Change is the greatest cause for service interruption in any IT operations. Period. Stop. Exclamation mark.
In the extreme, one might argue that change is the cause for every service interruption if one counts hardware or software malfunctions as a change as well.
SaaS operations tend to suffer more from a lack of proper change management for two reasons: First, the consequences of a service outage for a company whose entire existence depends on its service, is dire. Second, SaaS engineers, as I have written in numerous posts, lack the discipline that is more inherent in IT departments.

And yet, my experience has been that in most SaaS companies, changes are unsupervised, undocumented, unauthorized, unplanned, (sometimes unnecessary), underestimated and un_____ (fill in the blanks).

The importance of Change Management cannot be overstated and it is the first practice that I have implemented at companies that I worked at (or for). I wince when I recall the casualness which I have witnessed at various SaaS companies about making changes in the production system. I can quote my former boss, Mansur Salame, CEO of Contactual, saying that “production should be treated as sacred, with utmost respect appropriate to holy places” (or something of the sort). And, boy, were we sacrilegious back in those days!

In the Chapter on Change Management in the upcoming book, I will present my STORM™ adaptation with much detail.

In this post I will outline some guidelines for sane change management.

Sixty Seconds on Change Management
Below are listed the objects that comprise a comprehensive Change Management practice.

RFC – Request for Change document. Must initiate the process, regardless how small or major the changes are. It should include the what, the why, the when, the risk, the potential impact (on customers or components), and a checklist of notifications and tests that should/should not be done.

A Change Window must be defined, clearly notating what type of changes to what subsystems are allowed at which days, during what hours.

Change Calendar – which might be implemented in a number of static or automatic formats, must represent the ‘Change Window’, and depict all planned changes by the company, service providers and customers, and must be part of the RFC process.

Change Advisory Board or CAB is the pre-determined group or people who scrutinize and approve the RFC. The CAB may be large or small but it should include at least one person who is not involved in the request and planning process. The CAB may meet on a recurring schedule or as needed.

A Change Record is a record describing a change that occurred in production or the eco-system. It could be implemented as a database or excel or within a ticketing system.

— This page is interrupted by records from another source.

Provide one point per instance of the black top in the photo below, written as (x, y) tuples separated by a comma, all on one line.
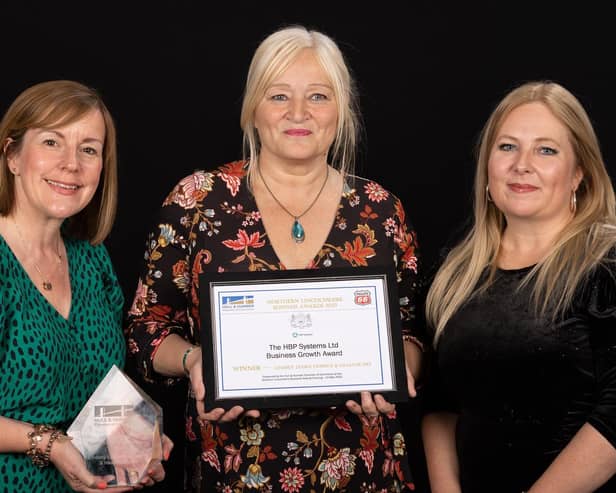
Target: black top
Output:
[(523, 386)]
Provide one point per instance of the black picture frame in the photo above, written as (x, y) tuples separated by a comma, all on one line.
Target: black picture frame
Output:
[(332, 397)]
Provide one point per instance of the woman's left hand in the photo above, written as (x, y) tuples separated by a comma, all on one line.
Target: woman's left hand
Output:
[(370, 406)]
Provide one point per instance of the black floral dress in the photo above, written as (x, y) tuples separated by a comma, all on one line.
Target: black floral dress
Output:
[(210, 222)]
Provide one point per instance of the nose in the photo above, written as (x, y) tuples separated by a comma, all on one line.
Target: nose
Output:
[(523, 162), (70, 161), (298, 110)]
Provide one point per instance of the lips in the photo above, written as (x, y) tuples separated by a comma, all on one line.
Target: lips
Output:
[(64, 186), (522, 187), (297, 132)]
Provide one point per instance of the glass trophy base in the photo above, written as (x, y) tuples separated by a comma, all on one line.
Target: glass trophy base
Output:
[(119, 430)]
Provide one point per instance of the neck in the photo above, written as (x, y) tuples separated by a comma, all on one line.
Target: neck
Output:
[(37, 236), (524, 247)]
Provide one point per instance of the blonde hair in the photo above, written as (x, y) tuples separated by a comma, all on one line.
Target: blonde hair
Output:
[(582, 244), (54, 104), (273, 56)]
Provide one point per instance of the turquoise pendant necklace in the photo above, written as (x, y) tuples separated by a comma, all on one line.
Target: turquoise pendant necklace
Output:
[(297, 230)]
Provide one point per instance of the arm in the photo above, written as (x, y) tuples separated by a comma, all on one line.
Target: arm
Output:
[(586, 463), (438, 433), (406, 264), (163, 299), (63, 455), (589, 459)]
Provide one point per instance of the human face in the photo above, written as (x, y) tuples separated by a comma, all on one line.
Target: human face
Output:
[(58, 169), (296, 119), (532, 167)]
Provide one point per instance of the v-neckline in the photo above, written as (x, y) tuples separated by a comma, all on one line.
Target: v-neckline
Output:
[(345, 189), (26, 276)]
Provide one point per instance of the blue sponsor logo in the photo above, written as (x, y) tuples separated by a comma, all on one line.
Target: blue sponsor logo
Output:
[(233, 302)]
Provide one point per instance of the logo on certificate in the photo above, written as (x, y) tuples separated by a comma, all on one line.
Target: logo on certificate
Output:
[(237, 302), (362, 297)]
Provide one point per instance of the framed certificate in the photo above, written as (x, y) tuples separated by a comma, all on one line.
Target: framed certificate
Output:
[(297, 338)]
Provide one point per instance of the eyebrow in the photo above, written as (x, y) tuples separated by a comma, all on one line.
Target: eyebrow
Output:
[(315, 84), (60, 134), (539, 139)]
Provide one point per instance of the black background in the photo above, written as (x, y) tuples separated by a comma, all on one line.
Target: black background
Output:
[(428, 73)]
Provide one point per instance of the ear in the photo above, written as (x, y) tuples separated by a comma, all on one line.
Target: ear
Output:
[(578, 176), (6, 144)]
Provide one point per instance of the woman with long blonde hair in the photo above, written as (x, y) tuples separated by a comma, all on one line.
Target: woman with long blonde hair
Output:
[(523, 393)]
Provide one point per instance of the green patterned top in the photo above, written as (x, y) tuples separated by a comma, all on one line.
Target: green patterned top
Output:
[(49, 366)]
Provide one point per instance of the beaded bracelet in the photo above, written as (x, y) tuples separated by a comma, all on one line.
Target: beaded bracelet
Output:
[(41, 458), (186, 353), (414, 340)]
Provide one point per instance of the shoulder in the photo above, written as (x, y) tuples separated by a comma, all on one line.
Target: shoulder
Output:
[(599, 288), (195, 187)]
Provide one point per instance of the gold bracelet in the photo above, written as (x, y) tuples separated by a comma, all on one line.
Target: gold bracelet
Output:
[(40, 458), (414, 340)]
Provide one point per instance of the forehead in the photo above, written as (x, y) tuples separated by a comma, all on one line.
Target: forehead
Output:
[(306, 68), (91, 124), (533, 120)]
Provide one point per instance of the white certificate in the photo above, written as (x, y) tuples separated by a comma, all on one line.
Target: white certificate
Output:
[(301, 338)]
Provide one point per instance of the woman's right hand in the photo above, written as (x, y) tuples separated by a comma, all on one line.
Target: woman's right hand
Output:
[(69, 461), (195, 374)]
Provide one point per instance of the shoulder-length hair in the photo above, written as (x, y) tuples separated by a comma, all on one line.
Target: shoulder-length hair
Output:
[(582, 244), (54, 104), (273, 56)]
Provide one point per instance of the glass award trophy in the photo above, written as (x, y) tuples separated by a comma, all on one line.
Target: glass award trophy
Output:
[(119, 430)]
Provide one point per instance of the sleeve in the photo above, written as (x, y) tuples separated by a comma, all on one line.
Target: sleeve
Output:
[(602, 322), (111, 286), (162, 298), (406, 258)]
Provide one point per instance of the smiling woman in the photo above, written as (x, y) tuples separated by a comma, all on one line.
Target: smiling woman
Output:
[(61, 304), (524, 309), (292, 203)]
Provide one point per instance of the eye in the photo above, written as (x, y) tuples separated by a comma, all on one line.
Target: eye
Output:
[(90, 151), (506, 147), (319, 97), (548, 151)]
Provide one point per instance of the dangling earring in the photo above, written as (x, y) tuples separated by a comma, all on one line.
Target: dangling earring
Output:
[(489, 199), (573, 202)]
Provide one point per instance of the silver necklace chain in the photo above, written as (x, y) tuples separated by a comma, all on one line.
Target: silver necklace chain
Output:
[(282, 206), (47, 286)]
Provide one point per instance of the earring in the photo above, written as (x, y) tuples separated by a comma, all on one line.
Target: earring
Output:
[(488, 197)]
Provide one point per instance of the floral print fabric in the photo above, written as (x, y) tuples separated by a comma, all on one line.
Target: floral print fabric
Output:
[(210, 222)]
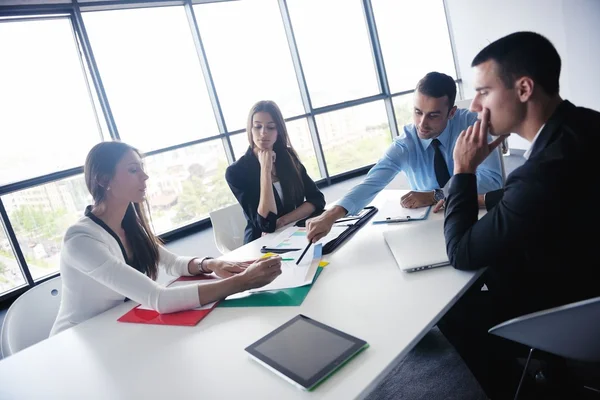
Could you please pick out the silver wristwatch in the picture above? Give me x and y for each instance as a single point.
(438, 194)
(201, 265)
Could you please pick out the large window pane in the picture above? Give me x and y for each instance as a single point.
(333, 42)
(299, 137)
(414, 39)
(10, 273)
(186, 184)
(404, 109)
(40, 217)
(47, 120)
(249, 57)
(354, 137)
(152, 75)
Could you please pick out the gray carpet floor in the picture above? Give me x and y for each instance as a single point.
(432, 370)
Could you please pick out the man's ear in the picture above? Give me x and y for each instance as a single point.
(452, 112)
(524, 87)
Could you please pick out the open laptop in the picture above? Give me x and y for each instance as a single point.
(418, 245)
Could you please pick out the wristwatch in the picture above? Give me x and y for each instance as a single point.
(438, 194)
(201, 265)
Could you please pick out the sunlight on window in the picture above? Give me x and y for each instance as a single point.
(414, 40)
(10, 273)
(44, 100)
(249, 57)
(333, 42)
(153, 79)
(41, 215)
(184, 185)
(354, 137)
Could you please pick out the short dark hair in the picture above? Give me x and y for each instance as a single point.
(524, 54)
(436, 84)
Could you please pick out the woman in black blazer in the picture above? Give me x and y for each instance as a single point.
(269, 181)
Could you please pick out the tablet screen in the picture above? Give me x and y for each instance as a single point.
(305, 350)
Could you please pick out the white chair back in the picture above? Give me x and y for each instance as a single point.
(30, 318)
(228, 227)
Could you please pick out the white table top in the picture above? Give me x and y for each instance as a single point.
(362, 292)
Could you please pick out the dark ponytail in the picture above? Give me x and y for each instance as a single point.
(99, 169)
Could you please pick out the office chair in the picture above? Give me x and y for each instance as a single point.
(30, 318)
(228, 227)
(571, 331)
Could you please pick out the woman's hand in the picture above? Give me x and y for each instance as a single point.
(266, 158)
(225, 269)
(261, 273)
(280, 222)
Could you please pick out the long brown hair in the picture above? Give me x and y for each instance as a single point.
(99, 169)
(287, 161)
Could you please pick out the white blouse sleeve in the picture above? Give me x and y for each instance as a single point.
(172, 264)
(93, 258)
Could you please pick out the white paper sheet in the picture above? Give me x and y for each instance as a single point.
(394, 210)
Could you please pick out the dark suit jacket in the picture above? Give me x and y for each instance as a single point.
(243, 177)
(539, 235)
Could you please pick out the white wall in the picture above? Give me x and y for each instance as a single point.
(573, 26)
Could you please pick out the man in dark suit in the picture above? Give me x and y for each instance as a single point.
(537, 238)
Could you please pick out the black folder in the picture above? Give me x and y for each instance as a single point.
(355, 223)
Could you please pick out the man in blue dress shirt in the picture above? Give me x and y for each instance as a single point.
(423, 152)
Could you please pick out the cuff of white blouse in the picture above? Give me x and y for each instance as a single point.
(183, 265)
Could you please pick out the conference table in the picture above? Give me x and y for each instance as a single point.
(361, 292)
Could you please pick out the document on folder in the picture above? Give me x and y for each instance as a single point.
(392, 212)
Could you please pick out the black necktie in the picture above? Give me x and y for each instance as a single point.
(439, 164)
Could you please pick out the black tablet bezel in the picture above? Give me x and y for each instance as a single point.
(319, 375)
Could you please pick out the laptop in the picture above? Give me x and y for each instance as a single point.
(418, 245)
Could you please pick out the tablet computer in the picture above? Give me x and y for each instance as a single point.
(305, 352)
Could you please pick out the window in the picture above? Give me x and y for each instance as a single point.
(403, 108)
(334, 47)
(354, 137)
(44, 99)
(414, 40)
(150, 69)
(249, 57)
(186, 184)
(10, 273)
(299, 137)
(40, 217)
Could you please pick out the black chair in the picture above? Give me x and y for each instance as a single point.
(571, 332)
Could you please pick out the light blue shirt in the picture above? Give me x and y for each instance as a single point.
(414, 156)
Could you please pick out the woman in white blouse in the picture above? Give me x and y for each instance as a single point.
(111, 255)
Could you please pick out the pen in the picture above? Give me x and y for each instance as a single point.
(266, 249)
(303, 253)
(390, 220)
(347, 219)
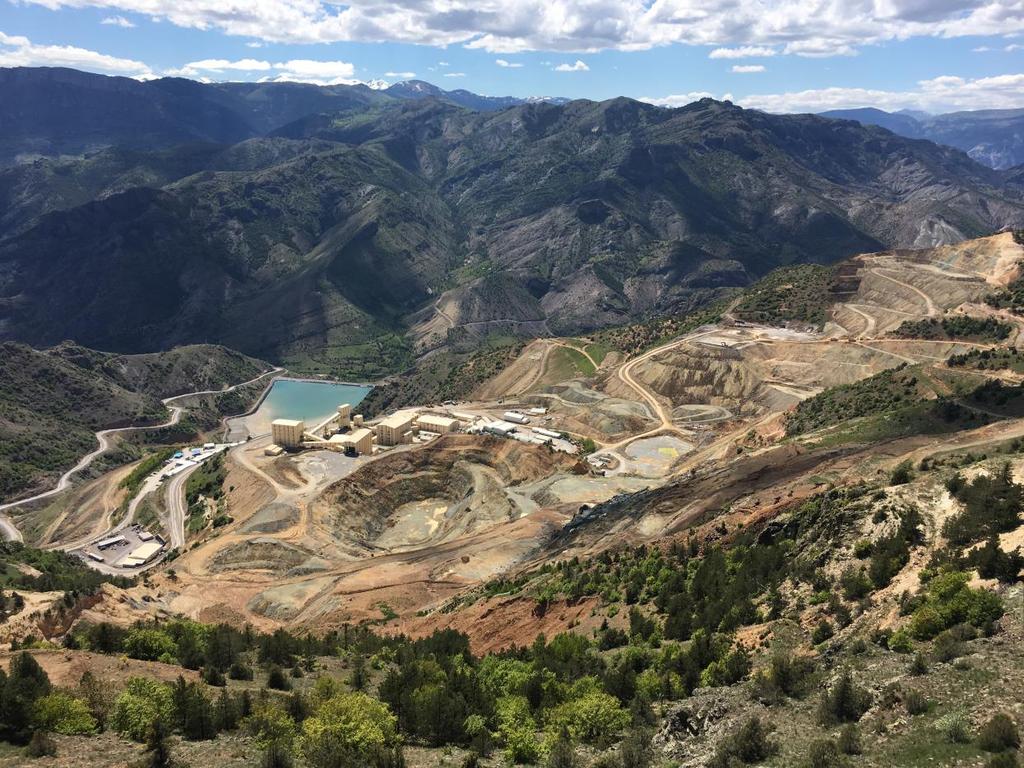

It should include the what, when and impact (on customers or components). Much important information could be derived from this data store that pertains to the Incident and Availability Management practices.

The Maintenance Plan is a detailed document defining the pre-requisite tasks, the maintenance tasks, rollback tasks and post-maintenance tasks. Each task should have a description, an owner, a time and duration. In most cases the plan must be scrutinized to the lowest detail level, and practiced in a Pre-Production environment that should mimic the production environment as much as possible.

The sixty seconds are over. This was just a teaser. Obviously there are templates, workflows and a sleuth of details that tie all of these objects into a well-oiled practice. The book will expand on the details and include the workflows, the templates and methods for automation.
To summarize; as the market matures and competition thrives, the big differentiator will be the second ‘S’ in SaaS and customers will become less and less forgiving. If a SaaS company does not practice a robust Change Management practice it will end up paying in a frustrated staff and customer churn.